The fifth paper on “Capitalising on knowledge from big-science centres for internationalisation” is authored by Nummela and colleagues, and it investigates how resource-constrained, knowledge-intensive firms capitalise on knowledge gained from collaboration with big-science centres. It particularly focuses on the kind of knowledge a firm obtains and its efficient use in exploring and exploiting inward and outward internationalisation opportunities. Based on a longitudinal study of two knowledge-intensive Estonian companies collaborating with the European Space Agency, the authors uniquely find the search for resources rather than simply market knowledge to be of preponderant importance in the focal firms’ internationalisation processes. This deviates from the received wisdom in much of the existing literature.

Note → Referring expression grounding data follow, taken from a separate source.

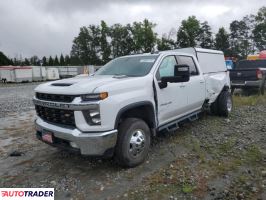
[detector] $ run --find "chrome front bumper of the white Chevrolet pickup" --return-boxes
[35,117,117,156]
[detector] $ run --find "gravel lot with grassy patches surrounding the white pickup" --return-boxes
[0,84,266,199]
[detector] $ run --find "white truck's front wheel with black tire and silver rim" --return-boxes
[115,118,151,167]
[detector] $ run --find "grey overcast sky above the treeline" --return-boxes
[0,0,266,58]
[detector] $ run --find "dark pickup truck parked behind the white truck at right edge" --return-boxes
[230,60,266,95]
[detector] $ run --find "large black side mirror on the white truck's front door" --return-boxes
[159,65,190,89]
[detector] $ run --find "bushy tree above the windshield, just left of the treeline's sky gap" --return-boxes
[132,19,157,53]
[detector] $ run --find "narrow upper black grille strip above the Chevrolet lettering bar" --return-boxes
[36,92,77,103]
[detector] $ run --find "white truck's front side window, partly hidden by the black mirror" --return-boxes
[156,56,177,80]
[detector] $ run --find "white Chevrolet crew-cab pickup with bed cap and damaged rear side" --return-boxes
[33,48,232,167]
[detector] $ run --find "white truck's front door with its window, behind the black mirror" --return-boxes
[155,55,188,125]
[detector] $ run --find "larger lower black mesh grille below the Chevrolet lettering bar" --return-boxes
[35,105,75,127]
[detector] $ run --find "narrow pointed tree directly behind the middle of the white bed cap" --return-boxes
[198,21,214,49]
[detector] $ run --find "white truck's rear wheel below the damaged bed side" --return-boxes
[218,91,233,117]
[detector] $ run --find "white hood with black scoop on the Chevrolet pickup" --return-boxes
[35,75,138,95]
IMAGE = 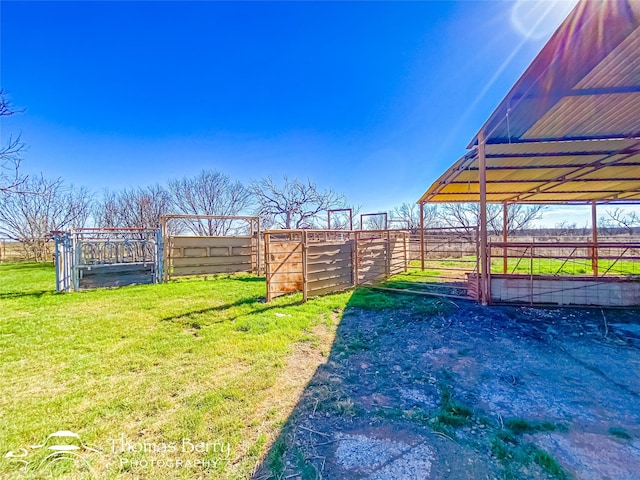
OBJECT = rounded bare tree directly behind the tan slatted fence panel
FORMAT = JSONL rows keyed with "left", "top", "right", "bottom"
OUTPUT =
{"left": 169, "top": 170, "right": 251, "bottom": 236}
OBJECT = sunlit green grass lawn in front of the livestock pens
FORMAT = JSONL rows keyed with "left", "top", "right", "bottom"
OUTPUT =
{"left": 0, "top": 263, "right": 436, "bottom": 479}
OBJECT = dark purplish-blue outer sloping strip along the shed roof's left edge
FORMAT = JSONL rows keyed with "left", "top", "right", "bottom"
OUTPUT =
{"left": 467, "top": 0, "right": 640, "bottom": 148}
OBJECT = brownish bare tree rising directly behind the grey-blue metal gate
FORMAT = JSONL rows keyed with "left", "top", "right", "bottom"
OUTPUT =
{"left": 94, "top": 184, "right": 171, "bottom": 229}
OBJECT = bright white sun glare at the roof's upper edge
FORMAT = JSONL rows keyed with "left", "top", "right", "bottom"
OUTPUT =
{"left": 511, "top": 0, "right": 578, "bottom": 40}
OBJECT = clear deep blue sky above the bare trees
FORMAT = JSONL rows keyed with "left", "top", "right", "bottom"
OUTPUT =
{"left": 0, "top": 0, "right": 600, "bottom": 225}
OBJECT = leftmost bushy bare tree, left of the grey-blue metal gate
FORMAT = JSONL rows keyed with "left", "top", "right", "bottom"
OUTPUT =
{"left": 0, "top": 176, "right": 93, "bottom": 260}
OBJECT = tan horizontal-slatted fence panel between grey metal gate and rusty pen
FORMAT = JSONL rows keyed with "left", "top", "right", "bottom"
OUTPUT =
{"left": 169, "top": 236, "right": 256, "bottom": 277}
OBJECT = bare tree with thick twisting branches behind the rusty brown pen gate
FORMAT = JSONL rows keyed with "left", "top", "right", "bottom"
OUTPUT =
{"left": 250, "top": 176, "right": 347, "bottom": 229}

The case firms’ internationalisation was also characterised as a nonlinear process, advanced by co-creation, learning, risk reduction and exploitation of emergent knowledge, which correspondingly leads to an improved international expansion, network position and identification of further opportunities.

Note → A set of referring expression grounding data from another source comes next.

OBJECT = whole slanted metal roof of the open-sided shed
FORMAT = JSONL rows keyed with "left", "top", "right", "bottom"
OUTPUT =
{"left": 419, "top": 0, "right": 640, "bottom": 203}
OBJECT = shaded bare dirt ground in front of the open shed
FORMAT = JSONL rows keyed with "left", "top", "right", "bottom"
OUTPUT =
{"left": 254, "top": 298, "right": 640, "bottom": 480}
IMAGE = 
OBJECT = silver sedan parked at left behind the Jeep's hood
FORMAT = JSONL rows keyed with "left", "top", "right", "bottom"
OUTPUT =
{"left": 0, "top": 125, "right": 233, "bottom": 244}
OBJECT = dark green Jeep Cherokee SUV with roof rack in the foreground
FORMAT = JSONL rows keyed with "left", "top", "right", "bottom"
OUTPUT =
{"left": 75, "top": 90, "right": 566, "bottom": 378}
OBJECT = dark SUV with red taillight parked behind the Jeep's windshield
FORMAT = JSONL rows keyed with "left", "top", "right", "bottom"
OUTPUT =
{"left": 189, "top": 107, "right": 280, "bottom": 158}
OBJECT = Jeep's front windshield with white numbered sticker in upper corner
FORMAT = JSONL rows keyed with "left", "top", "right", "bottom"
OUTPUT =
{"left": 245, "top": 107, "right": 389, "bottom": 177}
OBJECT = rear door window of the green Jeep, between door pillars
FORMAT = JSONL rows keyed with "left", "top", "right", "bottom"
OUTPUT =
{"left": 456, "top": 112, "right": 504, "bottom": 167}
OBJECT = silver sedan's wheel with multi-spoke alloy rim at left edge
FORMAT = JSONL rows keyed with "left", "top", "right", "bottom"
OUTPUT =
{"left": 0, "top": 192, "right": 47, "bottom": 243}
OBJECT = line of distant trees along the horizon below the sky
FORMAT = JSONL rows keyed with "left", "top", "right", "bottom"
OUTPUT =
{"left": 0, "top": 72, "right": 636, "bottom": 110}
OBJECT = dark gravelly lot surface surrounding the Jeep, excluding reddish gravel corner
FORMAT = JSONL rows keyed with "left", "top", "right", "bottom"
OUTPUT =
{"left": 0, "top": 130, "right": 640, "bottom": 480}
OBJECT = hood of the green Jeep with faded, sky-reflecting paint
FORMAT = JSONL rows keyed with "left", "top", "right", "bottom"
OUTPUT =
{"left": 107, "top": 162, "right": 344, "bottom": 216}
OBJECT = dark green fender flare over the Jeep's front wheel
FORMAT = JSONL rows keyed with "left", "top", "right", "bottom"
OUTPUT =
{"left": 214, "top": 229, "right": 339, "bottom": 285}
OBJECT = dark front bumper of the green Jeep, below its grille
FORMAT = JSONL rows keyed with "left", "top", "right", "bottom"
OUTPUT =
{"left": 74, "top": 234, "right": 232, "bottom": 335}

The sixth paper by Zuchella and colleagues is entitled “Coping with uncertainty in the internationalisation strategy: an exploratory study on entrepreneurial firms”, and it addresses how smaller, entrepreneurial internationalising firms make decisions regarding appropriate strategic options under conditions of uncertainty. Based on ten firms that adopted a global niche strategy as an uncertainty coping and growth-seeking mechanism, the authors advance an uncertainty coping internationalisation process model, built around a focused and superior/unique offering that insulates smaller firms from competition. This approach, they posit, can be sustained through continual learning, customer problem solving, technology upgrade as well as use of home country-based production facilities for enhanced technology control and internal learning. The findings suggest that case firms counterintuitively cope with uncertainty by concentrating on a few customers, not outsourcing or offshoring, but pursuing vertical integration and local production. They also cope with the challenge of niche sustainability not by moving from niches to mass markets, but by becoming larger within their niche and developing a portfolio of niche businesses along the same technological platform. As the authors contend, the observed niche strategy is neither a follow-the-customer approach nor a reactive posture, but one based on the proactive identification of customers wherever they are located, anticipating their needs, solving their problems and ultimately co-creating value and innovating through customer interactions.

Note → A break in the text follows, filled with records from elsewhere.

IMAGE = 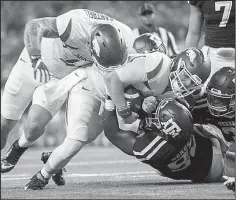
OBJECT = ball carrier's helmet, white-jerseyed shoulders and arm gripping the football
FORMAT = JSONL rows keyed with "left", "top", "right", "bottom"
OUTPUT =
{"left": 104, "top": 48, "right": 211, "bottom": 124}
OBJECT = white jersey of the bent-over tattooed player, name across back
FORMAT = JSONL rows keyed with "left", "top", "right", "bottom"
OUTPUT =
{"left": 45, "top": 9, "right": 134, "bottom": 78}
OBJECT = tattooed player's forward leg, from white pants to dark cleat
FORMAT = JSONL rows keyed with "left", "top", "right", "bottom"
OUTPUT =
{"left": 2, "top": 79, "right": 67, "bottom": 172}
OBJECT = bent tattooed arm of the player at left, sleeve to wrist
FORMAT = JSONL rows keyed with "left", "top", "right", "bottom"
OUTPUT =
{"left": 24, "top": 17, "right": 59, "bottom": 57}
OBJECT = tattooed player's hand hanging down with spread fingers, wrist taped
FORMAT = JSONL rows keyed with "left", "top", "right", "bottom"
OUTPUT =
{"left": 31, "top": 57, "right": 51, "bottom": 83}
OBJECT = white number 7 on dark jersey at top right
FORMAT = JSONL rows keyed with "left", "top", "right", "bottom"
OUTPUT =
{"left": 215, "top": 1, "right": 232, "bottom": 27}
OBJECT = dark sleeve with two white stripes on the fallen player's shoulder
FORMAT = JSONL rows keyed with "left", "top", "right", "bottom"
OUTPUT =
{"left": 133, "top": 133, "right": 173, "bottom": 163}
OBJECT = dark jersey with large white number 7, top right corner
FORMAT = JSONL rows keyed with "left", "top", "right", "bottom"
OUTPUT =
{"left": 189, "top": 0, "right": 235, "bottom": 48}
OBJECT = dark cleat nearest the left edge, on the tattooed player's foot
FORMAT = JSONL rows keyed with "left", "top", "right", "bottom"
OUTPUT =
{"left": 1, "top": 140, "right": 28, "bottom": 173}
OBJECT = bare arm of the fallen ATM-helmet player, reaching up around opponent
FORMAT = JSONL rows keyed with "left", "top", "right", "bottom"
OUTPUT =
{"left": 104, "top": 99, "right": 136, "bottom": 156}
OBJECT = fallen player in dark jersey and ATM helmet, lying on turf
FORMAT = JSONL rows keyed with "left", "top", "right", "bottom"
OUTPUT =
{"left": 104, "top": 99, "right": 232, "bottom": 182}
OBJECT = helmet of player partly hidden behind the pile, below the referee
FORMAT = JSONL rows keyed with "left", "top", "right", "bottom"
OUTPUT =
{"left": 133, "top": 33, "right": 166, "bottom": 54}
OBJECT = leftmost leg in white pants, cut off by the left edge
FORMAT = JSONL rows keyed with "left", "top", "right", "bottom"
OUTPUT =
{"left": 1, "top": 49, "right": 41, "bottom": 150}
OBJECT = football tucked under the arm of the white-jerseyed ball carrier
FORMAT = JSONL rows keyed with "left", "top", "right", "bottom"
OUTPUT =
{"left": 124, "top": 85, "right": 142, "bottom": 113}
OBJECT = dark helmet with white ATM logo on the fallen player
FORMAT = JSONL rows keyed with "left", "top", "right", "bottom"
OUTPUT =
{"left": 146, "top": 99, "right": 193, "bottom": 140}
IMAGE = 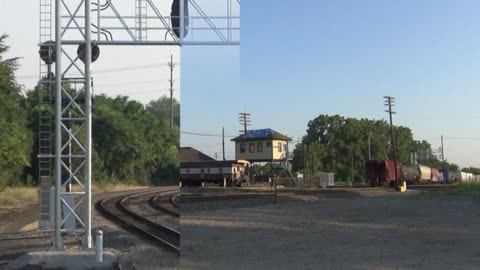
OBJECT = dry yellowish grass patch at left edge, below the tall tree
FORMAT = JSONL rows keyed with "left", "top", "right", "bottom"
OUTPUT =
{"left": 0, "top": 187, "right": 38, "bottom": 209}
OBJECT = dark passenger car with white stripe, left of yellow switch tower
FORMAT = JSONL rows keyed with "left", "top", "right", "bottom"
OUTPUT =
{"left": 180, "top": 160, "right": 249, "bottom": 186}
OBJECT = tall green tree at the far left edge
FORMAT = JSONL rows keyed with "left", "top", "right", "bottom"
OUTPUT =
{"left": 0, "top": 35, "right": 32, "bottom": 190}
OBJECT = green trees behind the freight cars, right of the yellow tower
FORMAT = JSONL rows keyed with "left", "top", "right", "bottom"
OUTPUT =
{"left": 292, "top": 114, "right": 475, "bottom": 184}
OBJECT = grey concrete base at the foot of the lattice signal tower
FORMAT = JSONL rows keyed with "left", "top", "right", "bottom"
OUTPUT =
{"left": 6, "top": 250, "right": 118, "bottom": 270}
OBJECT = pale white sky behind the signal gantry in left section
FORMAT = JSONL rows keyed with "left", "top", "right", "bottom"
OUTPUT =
{"left": 0, "top": 0, "right": 181, "bottom": 104}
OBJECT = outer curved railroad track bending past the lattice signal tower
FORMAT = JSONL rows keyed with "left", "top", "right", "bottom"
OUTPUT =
{"left": 96, "top": 189, "right": 180, "bottom": 254}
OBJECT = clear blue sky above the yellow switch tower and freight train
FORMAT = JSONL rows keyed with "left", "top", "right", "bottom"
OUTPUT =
{"left": 181, "top": 0, "right": 480, "bottom": 167}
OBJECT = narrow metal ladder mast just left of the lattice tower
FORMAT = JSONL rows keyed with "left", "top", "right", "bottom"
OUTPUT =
{"left": 38, "top": 0, "right": 53, "bottom": 230}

The final paper entitled “The qualitative case research in international entrepreneurship: a state of the art and analysis” is by Dimitratos and colleagues, and it examines the conduct and onto-epistemology of qualitative case research (QCR) in IE research, including its use in contextualising, capturing and illuminating the complexity of IE opportunities, events, conditions, relationships and processes. Based on the analysis of the theoretical purpose and research design of 292 IE journal articles published between 1989 and mid-2017, the study finds “positivistic” QCR to be the dominantly adopted approach in IE research, with “exploratory” and “theory building” emerging as the two most prevalent objectives. The authors find departures from positivistic assumptions to be at a relatively early stage in IE research. Positing their study as the first to examine QCR onto-epistemology and methodology approaches in IE, they call for greater methodological rigour and transparency in the reporting of QCR and for more non-positivistic QCR studies.